Hafez, Avrupa’da dışlanan Müslüman ve Yahudi toplulukların 15. yüzyılda nüfusun önemli bir bölümünü oluşturdukları İber Yarımadası’ndan sürüldüğünü hatırlatarak, “Beyaz Hristiyan Avrupa, ırkçı bakış açısıyla Doğu’nun bir uzantısı olarak gördüğü Yahudilere karşı zulmünü yüzlerce yıl sürdürdü. Ancak 1948’den sonra Avrupa emperyalizminin bir uzantısı olarak Doğu’da İsrail kurulduğunda, Yahudilerin statüsü yükseltildi ve böylelikle Müslümanlar başlıca yabancılar oldu.” diye konuştu.

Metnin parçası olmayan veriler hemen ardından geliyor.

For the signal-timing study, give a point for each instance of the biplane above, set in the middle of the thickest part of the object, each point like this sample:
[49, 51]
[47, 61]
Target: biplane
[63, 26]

İslamofobi Avrupa’nın yüzleştiği merkez sorunlardan biri oldu

Hafez, Avrupa’da bazı büyük siyasi aktörlerin “İslamofobik söylemleri benimseyerek uygulamaya koyduğunu” belirterek, bir zamanlar aşırılıkçı bir eğilim olarak görülen İslamofobi’nin bugün Avrupa’nın yüzleştiği merkez sorunlardan birine dönüştüğünü dile getirdi.

Batı’daki siyasi partilerin politikalarındaki temel farklılığın, “Müslüman sorununa yaklaşımları” olduğuna dikkati çeken Hafez, aşırı sağcıların Müslümanlardan tamamen kurtulmayı hedeflediğini, öte yandan merkezi görüşün konu üzerine daha uzun vadeli bir strateji benimsediğini söyledi.

Hafez, “(Merkez görüşteki partiler,) önce sadece tehdit olarak gördükleri bazı Müslümanlardan kurtulmayı sonra da kalan Müslümanların tamamını, devlete tamamen itaat etmeleri, boyun eğmeleri ve hiçbir şekilde direnmemeleri için tamamen asimile etmeyi hedefliyor.” dedi.